As shown, system-on-chip 100 includes a multicore processor 101, which includes a processor core 1021To processor core 102nWherein n represents an integer greater than or equal to 2. Processor core 1021To processor core 102nCan be thatProcessor cores of the same or different instruction set architectures, each coupled to a first level cache 1031To 103nAnd are further coupled to second level caches 106, respectively1To 106n. Further, first level cache 1031To 103nMay each include an instruction cache 10311To 103n1And a data cache 10312To 103n2And respectively connected with a Translation Lookaside Buffer (TLB) 1041To 104 n. In some embodiments, the instruction cache and the data cache each have a respective translation detection buffer, and each processor core obtains a physical address of a specified virtual address according to a mapping relationship between the virtual address and the physical address stored in the translation detection buffer, and accordingly obtains instruction data from the first-level cache and the second-level cache. The system-on-chip 100 also includes interconnect circuitry for connecting the processor 101 to various other components, and the interconnect circuitry supports various interconnect protocols and interface circuitry that may include different requirements as desired. For simplicity, the interconnect circuitry is shown here as interconnect unit 107. Via the interconnection unit 107, a Read Only Memory (ROM)111, a multi-core consistency detection module 108, and memory controllers 109 and 110 are coupled to the interconnection unit 107, thereby achieving communication relationships between the multi-core processor 101 and the respective components and between the insides of the respective components. It should also be noted that the system-on-chip 100 may also include various additional components and various interface circuits that are not shown due to insufficient space, such as various memories that may be provided on the system-on-chip (e.g., tightly coupled memory and flash memory), various interface circuits for connecting external devices, and so forth. The memory controller may be coupled to one or more memories, as shown in the figure, the memory controller 109 is coupled to an off-chip DRAM 112 and 113, and the memory controller 110 is coupled to an off- chip DRAM 114 and 115.
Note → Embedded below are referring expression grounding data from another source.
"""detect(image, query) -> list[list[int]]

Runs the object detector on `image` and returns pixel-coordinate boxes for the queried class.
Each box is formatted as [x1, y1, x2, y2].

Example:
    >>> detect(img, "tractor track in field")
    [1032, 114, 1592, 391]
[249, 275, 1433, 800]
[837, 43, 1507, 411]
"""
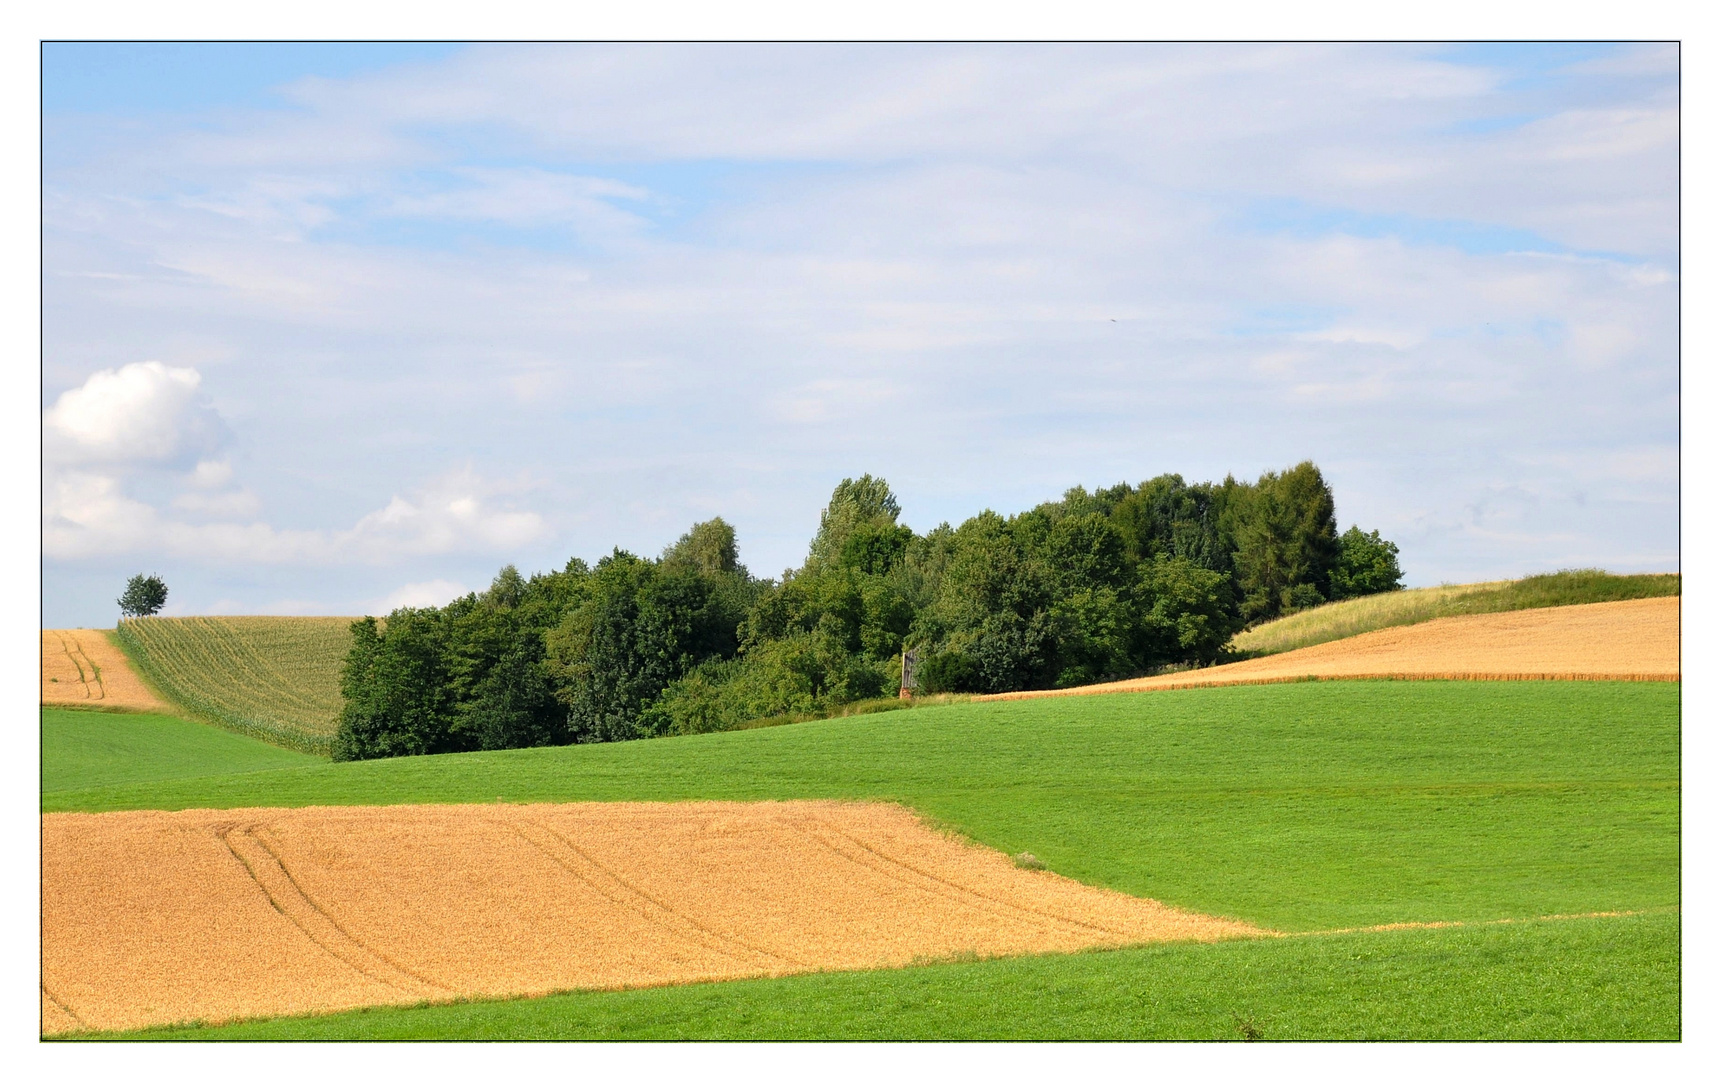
[42, 800, 1261, 1034]
[215, 823, 450, 996]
The dynamic random access memory has a corresponding physical address space. Typically, the physical address space is divided into blocks (blocks) and further divided into pages (pages). A general system performs read and write operations in units of pages. Although the processor can directly perform the read/write operation in units of physical pages, the present invention is based on the technical solution of TLB implementation, and therefore in this embodiment, the physical address spaces of the dynamic random access memory 112 and 115 are mapped to 1-4 of the virtual address space 116. The virtual address space is also typically divided into a plurality of virtual pages. The read and write operations of the processor to the dynamic random access memory are realized based on the conversion of a virtual address space to a physical address space. The mapping may be handled by a memory controller and/or other components (including the IOMMU and TLB), and the operating system (if any) may also provide functional sophistication in terms of software. Similarly, the physical address space of the level one and/or level two caches associated with each core may also be mapped to a virtual address space. And the mapping relation of the physical address space and the virtual address space of the first-level cache, the second-level cache and the dynamic random access memory can be stored into the TLB associated with each processor core.
In some embodiments, if the memory controller (e.g., 109 or 110 in the figure) has DMA (direct memory access) access capability, a translation detection buffer (not shown) may also be provided inside the memory controller, so that the translation from the virtual address to the physical address can be realized without directly using the mapping relationship of the local storage via the processor, so as to realize the DMA access.
In some embodiments, the motherboard 117 is, for example, a printed circuit board, and the system-on-chip 100 and the dynamic random access memory are coupled together via a socket provided on the motherboard. In other embodiments, the system-on-chip 100 and the dynamic random access memory are coupled to the motherboard by a direct coupling technique, such as flip-chip bonding. Both cases form a board-level system in which the interconnection units provided by the motherboard couple the various components thereon together. In addition, a single system on chip may be used to implement the embodiment of the present invention, for example, taking the system on chip 100 as an example, the dynamic random access memory 112 and the dynamic random access memory 115 are all packaged on the system on chip 100, and then the embodiment of the present invention is implemented using the system on chip.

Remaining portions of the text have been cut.